In many ways, increased vaping is a welcome development. While there is uncertainty about exactly how harmful e-cigarettes are, the consensus is that they are dramatically less dangerous than cigarettes. They contain no tar or tobacco. Some e-cigarette products are, however, more addictive thanks to higher concentrations of nicotine, and more attractive to teenagers because of their flavoring and status as a fad.

This is where the board of supervisors comes in. Supervisor Shamann Walton, who co-sponsored the ban, portrayed e-cigarettes as a dangerous new technology when presenting the bill: “Now you have this device loaded with nicotine and chemicals that’s drawing people to addiction. We need to keep it out of the hands of young people.”

First, it seems like e-cigarettes are serving as more of a replacement for teen smoking than an entirely new and different draw; increases in vaping, as shown above, track decreases in smoking. However, 2018 levels of vaping have exceeded 2011 levels of smoking, most likely due to vaping’s relative safety and the faddish nature of e-cigarettes. Juul, the largest e-cigarette company, has slick, startup-style marketing and enjoys exploding popularity on college campuses.

The argument goes, then, that Juul serves as a “gateway drug” to more harmful ways of consuming nicotine, such as chewing tobacco and cigarettes. That’s unlikely, as smoking levels have dropped precipitously, and it is more reasonable to assume that those who vape would have been those who smoked a decade or so ago.

But the argument for prohibition makes even less sense if Juul serves as a gateway drug and gets kids hooked on nicotine. Much the way pain-pill addicts switched to heroin after the crackdown on prescription opioids, nicotine addicts will switch to cigarettes if safer alternatives aren’t available. If anything, a ban would have been better policy seven years ago, when cigarette usage was declining and vaping was still relatively uncommon.

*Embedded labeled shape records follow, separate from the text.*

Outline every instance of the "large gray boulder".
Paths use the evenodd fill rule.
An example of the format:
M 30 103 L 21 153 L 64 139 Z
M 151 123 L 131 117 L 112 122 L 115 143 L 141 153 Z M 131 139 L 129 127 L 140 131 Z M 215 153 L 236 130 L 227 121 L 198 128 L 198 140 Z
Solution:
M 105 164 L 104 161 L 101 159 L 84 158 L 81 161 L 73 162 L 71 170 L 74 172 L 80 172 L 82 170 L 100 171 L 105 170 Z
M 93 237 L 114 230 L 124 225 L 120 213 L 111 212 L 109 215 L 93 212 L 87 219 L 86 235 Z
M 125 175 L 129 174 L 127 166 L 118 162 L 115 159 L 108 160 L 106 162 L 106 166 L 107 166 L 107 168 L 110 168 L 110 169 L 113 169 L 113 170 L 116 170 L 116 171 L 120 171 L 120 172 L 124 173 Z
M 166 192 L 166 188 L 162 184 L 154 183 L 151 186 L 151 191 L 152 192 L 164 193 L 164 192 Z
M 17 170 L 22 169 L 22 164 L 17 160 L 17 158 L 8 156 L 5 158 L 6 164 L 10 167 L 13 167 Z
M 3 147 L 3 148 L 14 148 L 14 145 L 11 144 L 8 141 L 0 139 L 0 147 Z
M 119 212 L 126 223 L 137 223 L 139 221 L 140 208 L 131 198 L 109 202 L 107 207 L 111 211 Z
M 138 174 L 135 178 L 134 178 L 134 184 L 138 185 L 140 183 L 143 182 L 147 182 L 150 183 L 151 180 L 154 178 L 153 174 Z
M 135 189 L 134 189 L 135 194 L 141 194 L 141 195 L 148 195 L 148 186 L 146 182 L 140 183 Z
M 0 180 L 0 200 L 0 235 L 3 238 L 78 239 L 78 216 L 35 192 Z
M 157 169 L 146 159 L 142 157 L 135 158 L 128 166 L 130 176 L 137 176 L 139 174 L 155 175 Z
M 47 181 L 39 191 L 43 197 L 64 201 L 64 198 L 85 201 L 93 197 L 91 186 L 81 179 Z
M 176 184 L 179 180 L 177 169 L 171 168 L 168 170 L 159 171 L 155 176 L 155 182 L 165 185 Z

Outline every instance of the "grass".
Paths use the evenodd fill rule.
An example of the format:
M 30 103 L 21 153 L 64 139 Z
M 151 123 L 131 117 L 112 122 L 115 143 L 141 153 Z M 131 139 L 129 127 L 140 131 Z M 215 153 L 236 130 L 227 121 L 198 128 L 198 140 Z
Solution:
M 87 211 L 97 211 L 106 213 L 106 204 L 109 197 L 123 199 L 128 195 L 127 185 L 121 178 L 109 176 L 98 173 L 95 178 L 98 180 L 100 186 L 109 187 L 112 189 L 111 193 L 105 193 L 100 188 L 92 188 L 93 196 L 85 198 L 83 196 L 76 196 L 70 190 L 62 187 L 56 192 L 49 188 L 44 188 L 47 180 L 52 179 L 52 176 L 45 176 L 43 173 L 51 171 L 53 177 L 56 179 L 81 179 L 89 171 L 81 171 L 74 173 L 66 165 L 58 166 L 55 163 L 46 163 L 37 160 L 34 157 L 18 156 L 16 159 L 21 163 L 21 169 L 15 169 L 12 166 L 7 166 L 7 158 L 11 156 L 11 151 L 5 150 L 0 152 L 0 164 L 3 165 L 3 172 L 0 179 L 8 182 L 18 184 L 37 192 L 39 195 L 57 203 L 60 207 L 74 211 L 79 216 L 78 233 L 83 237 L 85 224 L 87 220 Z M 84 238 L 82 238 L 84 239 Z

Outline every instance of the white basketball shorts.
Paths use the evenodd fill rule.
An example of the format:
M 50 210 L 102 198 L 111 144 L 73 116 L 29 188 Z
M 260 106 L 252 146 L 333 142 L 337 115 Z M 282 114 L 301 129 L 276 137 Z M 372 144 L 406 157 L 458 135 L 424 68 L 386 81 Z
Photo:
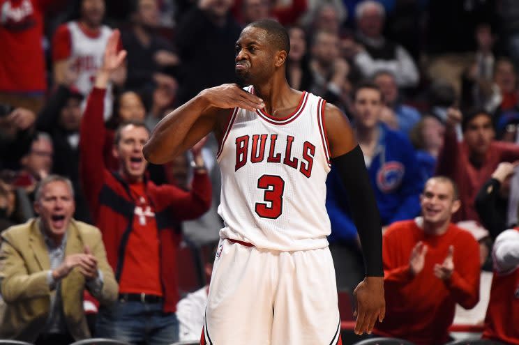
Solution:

As it stands today, more teenagers are using a safer nicotine product. Forcing them off it would be a gift to cigarette companies. And banning e-cigarettes ignores the majority of users who are not minors, many of whom use vaping as a way to quit smoking.

And of course, all of this doesn’t even begin to touch on the arguments San Francisco progressives rolled out to support marijuana legalization. It is entirely inconsistent to ban vaping but permit the sale of alcohol, tobacco, and marijuana. A ban is incredibly difficult to enforce, given the prevalence of lax smoke shops in nearby towns, fake IDs, and frankly, determined teenagers.

The ban is more aesthetic than anything else. San Franciscans generally don’t mind or have grown used to marijuana’s prevalence; cigarettes have been successfully regulated and shamed out of the public square. But e-cigarettes’ association with Big Tobacco (Altria bought a 35 percent share of Juul) makes them unacceptably “corporate” in the eyes of the board, unlike marijuana. Vaping is a blot on the city’s progressive self image, associated more with tech bros than with hippies.

But virtue-signaling can have real-world consequences. San Francisco’s ban is poorly considered, leaves smokers attempting to quit out in the cold, and threatens to reverse a decades long effort to get teenagers off of cigarettes.

James P. Sutton is an editorial intern at National Review and a junior at Swarthmore College.